Fortunate to have friends and relatives with chooks, but still buy mostly from the shop.
Ditto.
The best of all hens eggs, home laid free range. Cook them how ever you please they always taste the greatest. Although these days the suburban quarter acre block with backyard and chook run have gone the way of the dunny out the back and night soil collection. Lawn grubs, what lawn grubs!
The challenge does not include duck eggs, but rumour (fact IMHO) has it they taste even better, and… supposedly they hold more antioxidants, more omega-3 fatty acids, and 50% more vitamin A than chicken eggs. It’s been a while - Indian Runners being one good layer.
One neighbour made an attempt with their ducks happily roaming and enjoying the dam on their acres. The local Wedge Tails also approved. Back to the chook eggs. Still hopefully of one day finding that special goose!
Really fresh eggs will have not have time for the barrier between yolk and white to degrade, so fried eggs and poached eggs. Nothing worse than a fried egg when the yolk just collapses.
Over time gas will build up which makes boiling eggs very iffy. Probably crack.
One of the best ways to avoid cracking is to place the egg, preferably at room temperature, into cold water and bring to the boil. Adding a teaspoon of salt in the water also helps, the salt will ‘seal’ any crack, and if not, just a little of the egg white will escape and act as a ‘plug’.
I’m envious to hear about having farm fresh eggs available! I get mine from the supermarkets and I know that I could be buying eggs laid a long time before I take them home.
My favourite is sunny side up, but it could mean a risk of salmonella, so I flip it over and make the yolk more dense. For the same reason I make omelettes, making sure the egg is completely cooked, but it works out well because omelettes and frittatas can be made very tasty by adding veggies and ham and cheese and herbs.
Myself and the Mr are gym goers so eggs are eaten every which way in great volumes. I make sourdough bread which we slather in avocado and top with scrambled or if we have extra time then poached, draining on a lint free tea towel to save paper towel going to landfill. We buy around 3 dozen eggs from the supermarket in the weekly shop and if they’re not sold out we buy the 5,000 hens per acre brands under $8. If none left we go for the 10,000 hens per acre in that price range. I recently swapped some of my 7 year old sourdough starter for some backyard hens eggs and I have to admit, the grass-pecked chooks who lay our supermarket eggs probably have a better life than a dumpy inner city suburban chook as we found that these eggs did not have a superior flavour to the ones we select at the supermarket.

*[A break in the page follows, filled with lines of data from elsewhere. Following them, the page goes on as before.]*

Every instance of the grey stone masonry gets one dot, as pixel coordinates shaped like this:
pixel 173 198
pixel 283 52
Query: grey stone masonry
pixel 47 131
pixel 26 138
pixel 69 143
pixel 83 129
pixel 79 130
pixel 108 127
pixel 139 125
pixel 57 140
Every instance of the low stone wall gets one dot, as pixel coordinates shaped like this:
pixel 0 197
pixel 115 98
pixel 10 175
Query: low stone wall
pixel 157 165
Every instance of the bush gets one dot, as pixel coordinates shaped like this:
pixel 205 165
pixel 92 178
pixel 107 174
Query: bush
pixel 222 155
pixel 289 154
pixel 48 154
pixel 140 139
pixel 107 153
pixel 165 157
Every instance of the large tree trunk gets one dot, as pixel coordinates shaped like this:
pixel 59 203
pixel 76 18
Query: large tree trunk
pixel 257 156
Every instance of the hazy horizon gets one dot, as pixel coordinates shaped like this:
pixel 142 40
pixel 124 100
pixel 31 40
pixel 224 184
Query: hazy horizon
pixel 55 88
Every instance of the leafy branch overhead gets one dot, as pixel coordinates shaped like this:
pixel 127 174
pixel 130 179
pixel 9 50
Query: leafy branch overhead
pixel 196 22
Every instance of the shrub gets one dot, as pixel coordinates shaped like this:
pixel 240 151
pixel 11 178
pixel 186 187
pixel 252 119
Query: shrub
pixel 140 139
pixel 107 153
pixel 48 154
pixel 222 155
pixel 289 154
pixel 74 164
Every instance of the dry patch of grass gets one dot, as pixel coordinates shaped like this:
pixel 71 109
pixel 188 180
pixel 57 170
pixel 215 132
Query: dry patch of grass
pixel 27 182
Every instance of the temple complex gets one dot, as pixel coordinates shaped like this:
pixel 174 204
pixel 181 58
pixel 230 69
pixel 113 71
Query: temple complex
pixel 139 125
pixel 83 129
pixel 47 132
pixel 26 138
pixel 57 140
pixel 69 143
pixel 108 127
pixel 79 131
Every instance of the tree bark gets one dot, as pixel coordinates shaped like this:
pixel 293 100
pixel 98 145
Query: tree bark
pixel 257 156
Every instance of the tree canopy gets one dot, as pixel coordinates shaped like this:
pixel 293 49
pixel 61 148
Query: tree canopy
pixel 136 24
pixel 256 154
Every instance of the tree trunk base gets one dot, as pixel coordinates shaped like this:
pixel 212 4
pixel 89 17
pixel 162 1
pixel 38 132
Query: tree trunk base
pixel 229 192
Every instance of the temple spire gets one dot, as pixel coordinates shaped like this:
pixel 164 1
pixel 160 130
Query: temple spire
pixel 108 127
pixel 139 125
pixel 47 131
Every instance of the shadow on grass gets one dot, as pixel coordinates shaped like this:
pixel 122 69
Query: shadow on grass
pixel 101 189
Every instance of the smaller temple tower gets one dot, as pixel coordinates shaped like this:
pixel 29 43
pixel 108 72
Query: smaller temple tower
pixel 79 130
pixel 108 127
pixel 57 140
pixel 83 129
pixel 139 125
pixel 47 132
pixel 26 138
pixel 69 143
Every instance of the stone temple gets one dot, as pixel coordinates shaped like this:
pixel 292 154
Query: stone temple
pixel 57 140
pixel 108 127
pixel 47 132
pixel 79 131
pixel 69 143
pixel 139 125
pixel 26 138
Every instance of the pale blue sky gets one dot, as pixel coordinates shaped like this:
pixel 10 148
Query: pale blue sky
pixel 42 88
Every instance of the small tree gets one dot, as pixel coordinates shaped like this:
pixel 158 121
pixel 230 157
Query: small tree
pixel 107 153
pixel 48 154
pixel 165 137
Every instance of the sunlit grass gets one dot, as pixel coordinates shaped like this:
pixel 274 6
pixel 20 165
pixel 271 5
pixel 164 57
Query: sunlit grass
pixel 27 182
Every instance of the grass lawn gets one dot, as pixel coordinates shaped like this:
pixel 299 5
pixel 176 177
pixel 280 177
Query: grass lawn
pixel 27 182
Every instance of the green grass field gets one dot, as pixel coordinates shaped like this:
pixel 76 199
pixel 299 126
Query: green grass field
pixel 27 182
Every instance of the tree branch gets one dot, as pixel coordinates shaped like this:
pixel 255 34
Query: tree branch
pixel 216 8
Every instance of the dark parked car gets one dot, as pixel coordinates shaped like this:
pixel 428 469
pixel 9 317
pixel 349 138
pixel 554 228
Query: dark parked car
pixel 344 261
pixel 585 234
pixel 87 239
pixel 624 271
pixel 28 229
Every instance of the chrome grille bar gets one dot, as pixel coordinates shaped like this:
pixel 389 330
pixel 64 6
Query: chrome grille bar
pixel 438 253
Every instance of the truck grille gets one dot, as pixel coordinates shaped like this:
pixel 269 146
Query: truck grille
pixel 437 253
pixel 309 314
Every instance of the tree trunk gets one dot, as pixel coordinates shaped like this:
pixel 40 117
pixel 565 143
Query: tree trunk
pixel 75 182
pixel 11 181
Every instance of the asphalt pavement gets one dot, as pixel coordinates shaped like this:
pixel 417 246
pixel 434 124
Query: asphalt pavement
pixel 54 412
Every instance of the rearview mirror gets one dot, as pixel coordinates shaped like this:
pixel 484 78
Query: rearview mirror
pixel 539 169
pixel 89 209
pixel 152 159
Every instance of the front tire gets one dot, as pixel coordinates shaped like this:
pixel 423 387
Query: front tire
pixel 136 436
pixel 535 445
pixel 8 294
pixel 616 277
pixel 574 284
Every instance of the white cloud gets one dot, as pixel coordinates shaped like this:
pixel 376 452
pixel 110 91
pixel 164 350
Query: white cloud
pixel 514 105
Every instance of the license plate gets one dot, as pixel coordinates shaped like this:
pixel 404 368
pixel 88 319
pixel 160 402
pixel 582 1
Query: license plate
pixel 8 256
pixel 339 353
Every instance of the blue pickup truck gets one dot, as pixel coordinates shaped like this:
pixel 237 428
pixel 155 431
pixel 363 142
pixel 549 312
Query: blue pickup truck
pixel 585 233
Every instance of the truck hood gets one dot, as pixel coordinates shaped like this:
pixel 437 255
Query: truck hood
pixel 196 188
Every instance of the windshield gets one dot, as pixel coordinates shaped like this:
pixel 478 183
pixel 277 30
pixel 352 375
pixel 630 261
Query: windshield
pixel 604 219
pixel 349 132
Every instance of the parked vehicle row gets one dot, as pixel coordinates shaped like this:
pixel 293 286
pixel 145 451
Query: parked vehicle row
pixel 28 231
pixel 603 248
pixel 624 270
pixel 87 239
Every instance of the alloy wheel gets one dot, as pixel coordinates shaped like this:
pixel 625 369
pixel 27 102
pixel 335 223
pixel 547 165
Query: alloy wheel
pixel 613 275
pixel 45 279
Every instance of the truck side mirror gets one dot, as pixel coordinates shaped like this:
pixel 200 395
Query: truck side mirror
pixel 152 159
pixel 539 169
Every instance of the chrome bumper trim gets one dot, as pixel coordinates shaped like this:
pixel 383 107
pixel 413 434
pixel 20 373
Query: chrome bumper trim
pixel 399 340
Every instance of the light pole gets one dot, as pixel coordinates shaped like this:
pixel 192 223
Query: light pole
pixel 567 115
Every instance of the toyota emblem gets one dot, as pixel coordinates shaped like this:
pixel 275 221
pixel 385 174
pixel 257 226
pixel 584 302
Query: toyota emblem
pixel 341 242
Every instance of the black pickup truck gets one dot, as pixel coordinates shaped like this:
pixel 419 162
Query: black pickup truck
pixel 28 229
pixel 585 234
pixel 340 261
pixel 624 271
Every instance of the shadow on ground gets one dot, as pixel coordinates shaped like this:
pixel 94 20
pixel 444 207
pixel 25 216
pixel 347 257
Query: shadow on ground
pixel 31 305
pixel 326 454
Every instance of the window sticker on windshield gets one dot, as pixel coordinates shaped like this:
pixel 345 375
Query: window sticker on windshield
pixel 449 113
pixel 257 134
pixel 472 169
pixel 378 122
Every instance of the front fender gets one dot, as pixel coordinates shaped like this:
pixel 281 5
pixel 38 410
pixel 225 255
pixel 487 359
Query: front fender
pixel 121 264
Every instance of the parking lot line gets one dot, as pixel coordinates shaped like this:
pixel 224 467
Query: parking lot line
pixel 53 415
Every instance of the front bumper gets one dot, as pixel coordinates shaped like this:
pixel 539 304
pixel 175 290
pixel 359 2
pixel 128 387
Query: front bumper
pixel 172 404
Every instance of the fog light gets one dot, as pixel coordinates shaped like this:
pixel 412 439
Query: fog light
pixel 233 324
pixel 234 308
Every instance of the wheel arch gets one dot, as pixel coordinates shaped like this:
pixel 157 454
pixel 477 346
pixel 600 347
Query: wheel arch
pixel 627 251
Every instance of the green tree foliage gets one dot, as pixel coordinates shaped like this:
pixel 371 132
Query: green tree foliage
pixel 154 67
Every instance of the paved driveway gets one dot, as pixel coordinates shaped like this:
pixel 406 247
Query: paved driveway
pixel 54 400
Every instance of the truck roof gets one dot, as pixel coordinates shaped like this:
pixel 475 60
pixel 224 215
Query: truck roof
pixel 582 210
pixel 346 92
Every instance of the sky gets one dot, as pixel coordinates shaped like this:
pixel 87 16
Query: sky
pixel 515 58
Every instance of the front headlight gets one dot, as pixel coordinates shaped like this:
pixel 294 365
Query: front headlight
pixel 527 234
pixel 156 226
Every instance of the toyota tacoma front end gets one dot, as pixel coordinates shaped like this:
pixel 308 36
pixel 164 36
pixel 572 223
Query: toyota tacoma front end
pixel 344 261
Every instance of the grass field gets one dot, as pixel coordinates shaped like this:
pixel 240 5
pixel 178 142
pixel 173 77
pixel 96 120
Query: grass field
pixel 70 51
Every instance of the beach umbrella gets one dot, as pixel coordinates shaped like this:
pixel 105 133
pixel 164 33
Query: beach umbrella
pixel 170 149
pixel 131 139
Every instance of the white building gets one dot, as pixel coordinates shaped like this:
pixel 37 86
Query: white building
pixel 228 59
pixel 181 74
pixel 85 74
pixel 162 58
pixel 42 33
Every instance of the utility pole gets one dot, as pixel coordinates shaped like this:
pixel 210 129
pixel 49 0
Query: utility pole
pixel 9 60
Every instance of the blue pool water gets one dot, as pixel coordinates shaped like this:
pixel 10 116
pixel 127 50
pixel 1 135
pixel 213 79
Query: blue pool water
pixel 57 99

And as a home baker of course, always stored at room temperature.
Soft boiled for a protein snack; hard boiled and cooled to slice and throw in a salad; fried and chopped up to add back into a stir fry, scrambled into an omelette or frittata, or poached with runny yolks.
Fried over easy. Fried very hard and quick to make the whites slightly crispy.
Then on a toasted piece of bread with - of all things - ketchup. You may laugh but if you haven’t tried it, don’t knock it. Bacon can also be used if you don’t like the sweetness of ketchup.
I actually like them boiled as well, with salt and pepper and ryebread. It must be ryebread, Danish style which is a bit like pumpernickel but without the over-sweetness.